# Eukanuba Ingredient Change



## walexk (Nov 13, 2009)

Just curious if anyone has any thoughts on this?


----------



## tippykayak (Oct 27, 2008)

Which blend is this?


----------



## walexk (Nov 13, 2009)

Large Breed Adult. It is in a new pink bag.


----------



## walexk (Nov 13, 2009)

tippykayak said:


> Which blend is this?


I have always agreed with you in regards to the quality of Eukanuba. The only reason I changed was the shortage but now I am confused.


----------



## tippykayak (Oct 27, 2008)

That's weird. The ingredient list online still says chicken first.

They may not have changed the actual proportion of chicken in the food, since "chicken" is a water-heavy ingredient and "meal" has water mostly removed. Still, I don't really like that it's corn meal first. The PP blend is still chicken first and then byproduct meal.


----------



## walexk (Nov 13, 2009)

That is what I thought. I looked at two different bags and even had someone I was with look at it. It clearly had corn meal as the first ingredient. I have e-mailed Eukanuba to see what they have to say.


----------



## walexk (Nov 13, 2009)

I am waiting to hear from Eukanuba but the next time I am in Petsmart, I am going to take a picture of the ingredients.


----------



## nellie'smom (Dec 27, 2007)

Is the bag pink or black? The pink bags are their weight control formulas. Meat is usually not a first ingredient in those formulas.


----------



## walexk (Nov 13, 2009)

I will have to go back and look. Thanks for the tip.


----------



## Archie's Dad (Jul 17, 2010)

Just curious. What is your motivation for feeding your Golden(s) Large Breed Adult instead of Golden Retriever Breed Nutrition (also for adults)?


----------



## MyBentley (May 5, 2009)

I haven't fed Eukanuba in over 5 years so can't speak to the specific formulas. But ingredient changes in kibble formulas seem to fall into one of two categories:

An ingredient may be in short supply so less of it is used or it's deleted
OR (and more often probably)
The company is trying to increase their bottom line profit by using more of less expensive ingredients


----------



## GinnyinPA (Oct 31, 2010)

I've also noticed that a lot of websites are very slow to make updates. Often commercial webmasters are only part-time, if that, so they don't make changes in a timely manner. Why would they if they know they'll lose customers? In a month or two, they may update the website ingredient list - or not, if they think they can get away with it.


----------



## walexk (Nov 13, 2009)

Archie's Dad said:


> Just curious. What is your motivation for feeding your Golden(s) Large Breed Adult instead of Golden Retriever Breed Nutrition (also for adults)?
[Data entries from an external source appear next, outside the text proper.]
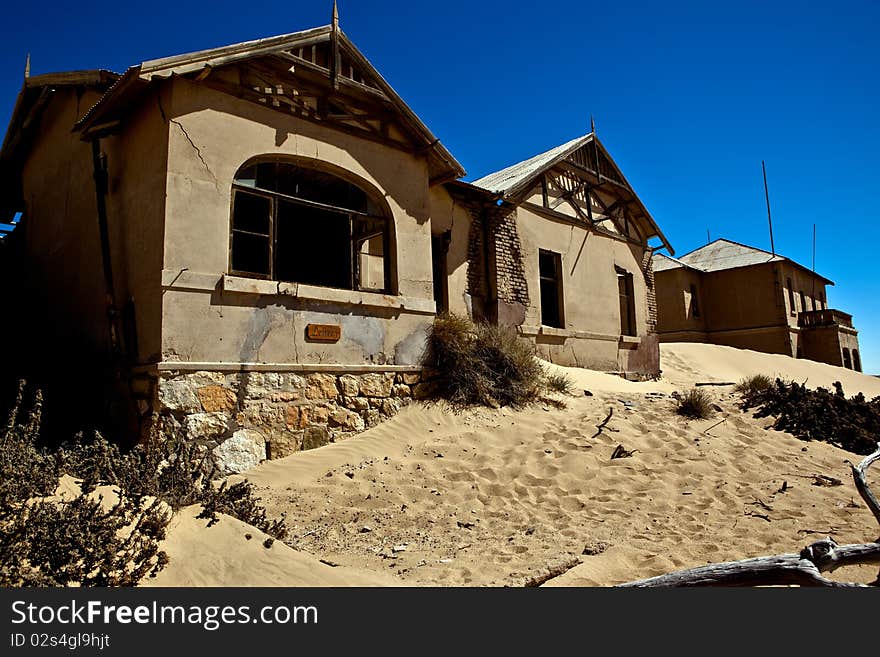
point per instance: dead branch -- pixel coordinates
(552, 572)
(862, 485)
(803, 569)
(620, 452)
(603, 423)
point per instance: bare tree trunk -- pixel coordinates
(803, 569)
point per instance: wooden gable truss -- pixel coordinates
(586, 187)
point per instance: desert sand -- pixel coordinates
(500, 497)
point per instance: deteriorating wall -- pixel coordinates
(651, 293)
(243, 418)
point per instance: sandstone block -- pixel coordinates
(178, 395)
(206, 425)
(315, 437)
(349, 385)
(216, 398)
(321, 386)
(243, 451)
(376, 385)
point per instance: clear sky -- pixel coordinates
(688, 97)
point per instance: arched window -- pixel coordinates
(297, 224)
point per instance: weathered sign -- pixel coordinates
(323, 332)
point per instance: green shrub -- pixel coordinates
(695, 404)
(753, 384)
(481, 364)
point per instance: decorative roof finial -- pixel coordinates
(335, 60)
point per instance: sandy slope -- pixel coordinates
(497, 497)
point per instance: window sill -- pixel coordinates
(242, 285)
(555, 332)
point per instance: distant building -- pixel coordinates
(736, 295)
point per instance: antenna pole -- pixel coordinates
(769, 219)
(814, 266)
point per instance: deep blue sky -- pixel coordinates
(688, 98)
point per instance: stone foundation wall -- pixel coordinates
(243, 418)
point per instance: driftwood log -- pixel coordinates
(804, 569)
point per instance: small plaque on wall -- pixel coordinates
(323, 332)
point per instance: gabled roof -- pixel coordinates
(35, 95)
(359, 76)
(520, 177)
(513, 177)
(725, 254)
(663, 262)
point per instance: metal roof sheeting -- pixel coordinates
(506, 179)
(723, 254)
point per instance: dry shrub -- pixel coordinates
(853, 424)
(79, 541)
(560, 383)
(694, 404)
(481, 364)
(753, 384)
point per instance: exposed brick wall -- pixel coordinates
(508, 259)
(648, 271)
(476, 264)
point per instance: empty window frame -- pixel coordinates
(627, 302)
(296, 224)
(695, 303)
(549, 273)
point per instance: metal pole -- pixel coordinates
(769, 219)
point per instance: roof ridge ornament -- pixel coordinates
(335, 63)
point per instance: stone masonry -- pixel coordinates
(246, 417)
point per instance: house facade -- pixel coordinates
(253, 241)
(736, 295)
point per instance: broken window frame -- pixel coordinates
(554, 300)
(355, 240)
(627, 302)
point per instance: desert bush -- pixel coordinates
(560, 383)
(481, 364)
(46, 541)
(753, 384)
(853, 424)
(694, 404)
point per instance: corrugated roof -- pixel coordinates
(508, 178)
(663, 262)
(723, 254)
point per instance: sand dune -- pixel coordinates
(497, 497)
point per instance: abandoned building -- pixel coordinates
(253, 241)
(736, 295)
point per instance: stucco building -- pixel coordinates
(252, 242)
(736, 295)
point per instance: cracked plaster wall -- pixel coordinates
(210, 137)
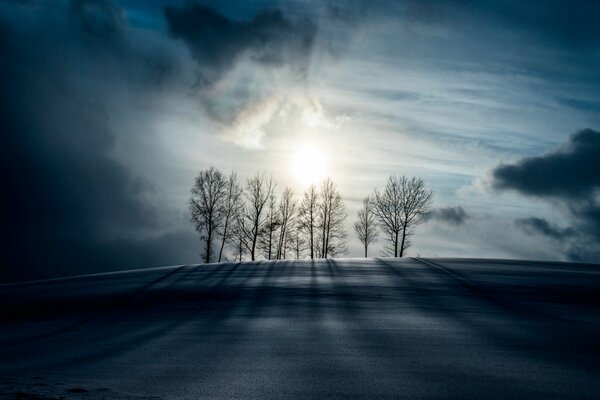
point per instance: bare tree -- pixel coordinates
(231, 209)
(416, 203)
(268, 239)
(366, 225)
(239, 237)
(399, 208)
(258, 191)
(206, 206)
(298, 243)
(307, 217)
(331, 214)
(287, 211)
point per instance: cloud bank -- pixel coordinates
(568, 179)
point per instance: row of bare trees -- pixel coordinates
(252, 220)
(396, 211)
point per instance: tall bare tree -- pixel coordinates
(366, 225)
(307, 217)
(298, 242)
(268, 237)
(399, 208)
(258, 191)
(206, 206)
(416, 203)
(239, 238)
(331, 214)
(231, 209)
(287, 212)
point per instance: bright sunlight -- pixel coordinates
(309, 164)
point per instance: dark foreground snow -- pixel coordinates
(379, 328)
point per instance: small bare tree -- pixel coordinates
(331, 214)
(231, 209)
(206, 206)
(268, 236)
(298, 243)
(258, 191)
(307, 217)
(366, 225)
(287, 211)
(399, 208)
(239, 237)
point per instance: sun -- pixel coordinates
(309, 164)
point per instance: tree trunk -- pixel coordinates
(208, 245)
(403, 239)
(223, 241)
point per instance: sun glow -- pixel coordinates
(309, 164)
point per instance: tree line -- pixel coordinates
(252, 220)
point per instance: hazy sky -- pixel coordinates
(110, 109)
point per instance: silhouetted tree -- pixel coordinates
(417, 202)
(231, 210)
(298, 243)
(366, 225)
(258, 191)
(239, 236)
(287, 211)
(206, 206)
(268, 238)
(331, 214)
(307, 217)
(399, 208)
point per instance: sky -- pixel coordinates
(110, 108)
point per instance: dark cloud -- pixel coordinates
(451, 215)
(217, 42)
(541, 226)
(67, 206)
(568, 178)
(571, 172)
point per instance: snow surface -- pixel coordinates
(356, 328)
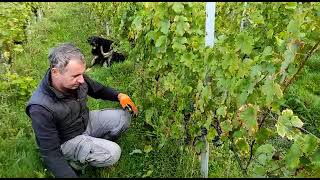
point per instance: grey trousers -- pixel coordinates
(94, 146)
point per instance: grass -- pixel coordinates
(67, 22)
(19, 157)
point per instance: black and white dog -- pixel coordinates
(103, 53)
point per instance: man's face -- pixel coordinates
(71, 77)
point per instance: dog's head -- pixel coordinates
(92, 40)
(99, 41)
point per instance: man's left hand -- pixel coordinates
(125, 101)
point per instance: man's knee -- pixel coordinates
(108, 157)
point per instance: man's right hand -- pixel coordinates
(126, 101)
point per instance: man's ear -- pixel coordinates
(55, 71)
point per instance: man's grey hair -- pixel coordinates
(60, 56)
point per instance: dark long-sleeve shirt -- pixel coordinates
(47, 135)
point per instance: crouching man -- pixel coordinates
(67, 133)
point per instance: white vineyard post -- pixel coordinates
(209, 39)
(243, 16)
They only make a Labrador Retriever formula. Not one for Goldens.


----------



## Archie's Dad (Jul 17, 2010)

walexk said:


> The only make a Labrador Retriever formula. Not one for Goldens.


Oh, it's available here in Western Europe. I feed Archie Eukanuba Breed with good results. 

Link

Edit: By the way, on the bag it says Dried Chicken and Turkey (>20%) as first ingredient.


----------



## walexk (Nov 13, 2009)

Archie's Dad said:


> Oh, it's available here in Western Europe. I feed Archie Eukanuba Breed with good results.
> 
> Link
> 
> Edit: By the way, on the bag it says Dried Chicken and Turkey (>20%) as first ingredient.


Too bad it isn't available here. Many people beed the lab version with great success.


----------



## Merlins mom (Jun 20, 2007)

I feed Euk large breed adult. Just checked the bag (bought about 3 weeks ago and with the new packaging). The ingredient list on the bag matches the ingredient list on the website. At least for the first 3-4 lines.....didn't ck any further
*
**Ingredients*
Chicken, Corn Meal, Ground Whole Grain Sorghum, Ground Whole Grain Barley, Chicken By-Product Meal (Natural source of Chondroitin Sulfate and Glucosamine), Chicken Flavor, Dried Beet Pulp, Dried Egg Product, Chicken Fat (preserved with mixed Tocopherols, a source of Vitamin E),


----------



## walexk (Nov 13, 2009)

nellie'smom said:


> Is the bag pink or black? The pink bags are their weight control formulas. Meat is usually not a first ingredient in those formulas.


I got an e-mail from Eukanuba. I stand corrected. I know I was looking at a stack that was Large Breed at the bottom but the store must have stacked the Weight Management on top of it because that is what I was looking at. My mistake. I thought I was going crazy. My apologies to everyone.


----------



## Swampcollie (Sep 6, 2007)

walexk said:


> Large Breed Adult. It is in a new pink bag.


Euk makes dozens of different formulas. The pink bag is the weight control formula which has had corn meal as its' first ingredient for a long time. 

You've hit upon the main problem with redesigning packaging, it confuses the consumer.


----------



## nellie'smom (Dec 27, 2007)

walexk said:


> I got an e-mail from Eukanuba. I stand corrected. I know I was looking at a stack that was Large Breed at the bottom but the store must have stacked the Weight Management on top of it because that is what I was looking at. My mistake. I thought I was going crazy. My apologies to everyone.


No need to apologize! 
It is confusing how they keep changing the bags, you get used to a certain color and then they change it. To me the most confusing were these last bags (the brown/tan ones).


----------